A conversation with Johnny Chung Lee of Carnegie-Mellon
Johnny Chung Lee’s VR Wii-hack turned a lot of heads when he released a YouTube video of it earlier this year. Our Curt Harler had a chance to talk with Lee about his hacks, his research, and where he sees motion sensing going:
Johnny Chung Lee turned Wii inside-out (or, perhaps it was back-end front) in a clever Wii hack that allows viewers to see 3-D video on a TV set .
Lee is a doctoral candidate at Carnegie-Mellon University in Pittsburgh. He did an undergraduate degree in Electrical and Computer Engineering at the University of Virginia and then went into the PhD program in Human-Computer Interaction (HCI) at Carnegie-Mellon.
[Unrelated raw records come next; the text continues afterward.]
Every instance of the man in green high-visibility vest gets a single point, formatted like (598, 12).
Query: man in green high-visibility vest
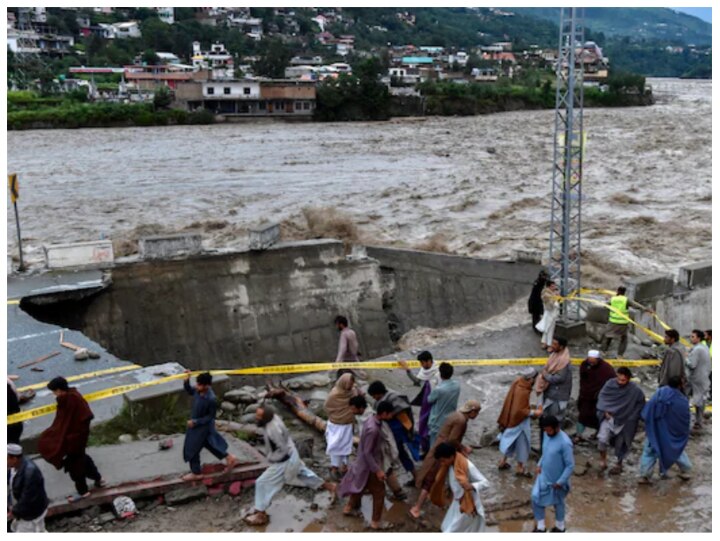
(617, 326)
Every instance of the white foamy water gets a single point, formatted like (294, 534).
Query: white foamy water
(479, 184)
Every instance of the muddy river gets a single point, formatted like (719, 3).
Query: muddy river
(475, 185)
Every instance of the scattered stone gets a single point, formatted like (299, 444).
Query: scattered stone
(305, 447)
(235, 488)
(185, 495)
(228, 406)
(251, 409)
(93, 512)
(106, 517)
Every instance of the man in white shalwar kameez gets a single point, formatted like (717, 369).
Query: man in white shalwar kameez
(286, 467)
(466, 513)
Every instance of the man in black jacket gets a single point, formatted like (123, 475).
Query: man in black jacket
(29, 501)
HCI focuses on the relationship between people and technology, and how they can interact with each other.
“Motion sensing and motion capture is a very rich form of input and I’ve enjoyed finding opportunities to include it in my work when it makes sense,” he says.
His focus is primarily on developing new interface technology such as new sensing approaches, input devices, or control systems. “I do a bit of hardware and software,” he explains.
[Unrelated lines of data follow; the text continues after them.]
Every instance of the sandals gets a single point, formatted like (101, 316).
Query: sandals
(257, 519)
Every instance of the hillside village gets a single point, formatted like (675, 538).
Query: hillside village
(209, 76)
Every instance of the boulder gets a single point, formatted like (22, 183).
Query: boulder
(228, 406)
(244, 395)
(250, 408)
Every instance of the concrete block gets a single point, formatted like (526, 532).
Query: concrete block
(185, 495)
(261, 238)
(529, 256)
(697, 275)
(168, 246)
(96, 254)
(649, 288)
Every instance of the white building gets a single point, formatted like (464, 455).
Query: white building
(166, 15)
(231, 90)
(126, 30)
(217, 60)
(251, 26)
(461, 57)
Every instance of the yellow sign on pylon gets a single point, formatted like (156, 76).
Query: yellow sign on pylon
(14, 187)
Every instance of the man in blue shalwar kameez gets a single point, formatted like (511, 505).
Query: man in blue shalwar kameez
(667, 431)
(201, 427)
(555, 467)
“Computers are one of the most versatile tools for doing just about anything these days,” Lee continues. “If you know how to shape the hardware and the software to your desires, you can execute most of the things you can imagine.”
“Dreaming up new ways to interact with and control information is fun for me and, fortunately, that’s my job,” he says.
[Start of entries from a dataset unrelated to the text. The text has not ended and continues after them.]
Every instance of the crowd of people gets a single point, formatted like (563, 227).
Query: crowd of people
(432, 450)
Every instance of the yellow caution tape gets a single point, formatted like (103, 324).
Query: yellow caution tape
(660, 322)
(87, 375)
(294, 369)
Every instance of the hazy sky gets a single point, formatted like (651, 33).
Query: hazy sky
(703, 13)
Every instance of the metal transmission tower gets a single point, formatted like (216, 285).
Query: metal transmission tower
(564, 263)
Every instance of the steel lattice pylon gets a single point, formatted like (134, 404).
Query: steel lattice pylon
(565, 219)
While his Wii project is a cool hack of an existing product, motion-enabled technology needs to have some innovative ideas to springboard from in the future. “One way I think about interactive technology is that we aren’t done until we have the technology to build the holodeck from Star Trek,” he says. He is serious about that analogy. “There is a long way between that vision and where we are now,” he says.
He sees motion-enabled technology moving out of the office or manufacturing floor environment and into the area beyond simple device technology. “Endowing computing systems with knowledge about our bodies, movements, and intentions is going to be essential in making any progress toward that,” Lee says. “I expect technology to become much more sensor heavy in the near future as it becomes affordable and reasonable to build devices that don’t simply run office applications.”
Still, he sees a lot of potential in working with other “off the shelf” items…things that he feels might be modified to get cool results, similar to his Wii hack.
He says it is a little bit hard to define “off-the-shelf” in this context. “There are packaged integrated components like accelerometers, gyroscopes, magnetometers, and IR cameras,” he notes. “I have also seen some very clever things done with simple light sensors, microphones, or air pressure sensors. There’re more sophisticated components like galvanic skin response, and electromygraph devices which yield some very interesting biometric sensing and input possibilities.”
In Lee’s book, it does not stop there, either. “There are general technologies that I think are interesting,” he says. He points to things such as capacitive coupling/touch sensing, frustrated total internal reflection (in plastics and liquids), and ferro fluids. “All of these are interesting building blocks that could enable fun ideas,” he says.